To that end, Condon immersed herself in Guilfoyle’s TV appearances, and read the journalist’s 2015 book, Making the Case, several times. Among the personal similarities Condon found with Guilfoyle — their strong maternal figures, their dedication to family life — she found a trait worthy of genuine admiration too.
“Whether it’s what I believe or not, she’s a woman who’s not afraid to say what she thinks and then also say why,” Condon praises the former Five co-host. “It’s a great example for women and young girls to be able to say what they think — even if it’s not a popular opinion.”
For Condon, that ability to find a human connection with the women of Bombshell — and genuinely set aside politics — is precisely what makes the film work. “They represented all sides of the story very well and showed a lot of empathy toward every character,” Condon explains. “It’s really a film about sexual harassment. So no matter what side of the spectrum you’re on politically, I think that’s something that, as a country, and around the world, we should all be pretty on board with [ending].”

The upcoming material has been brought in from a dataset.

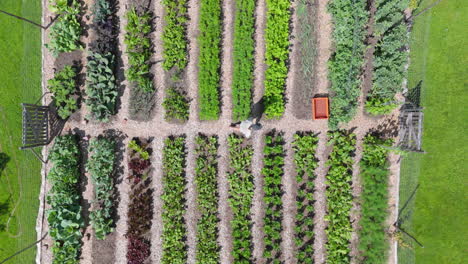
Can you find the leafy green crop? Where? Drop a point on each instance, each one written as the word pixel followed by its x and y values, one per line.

Like so many men and women, Condon has experienced her share of sexual harassment — but she says she’s seen a “big shift” in recent years in how it’s handled. “It’s not something that people, before the last few years, were even talking about,” she explains. “So whether you’re male or female, there are so many things that you just kind of put up with, that you just kind of brushed off as a joke…So I think it’s great that these conversations are being had and that a film like this is being made.”
“[Sexual harassment] is not a political issue — it’s a human issue,” Condon concludes. “I hope that’s what people come away with.”
Bombshell will be released in theaters December 20, 2019.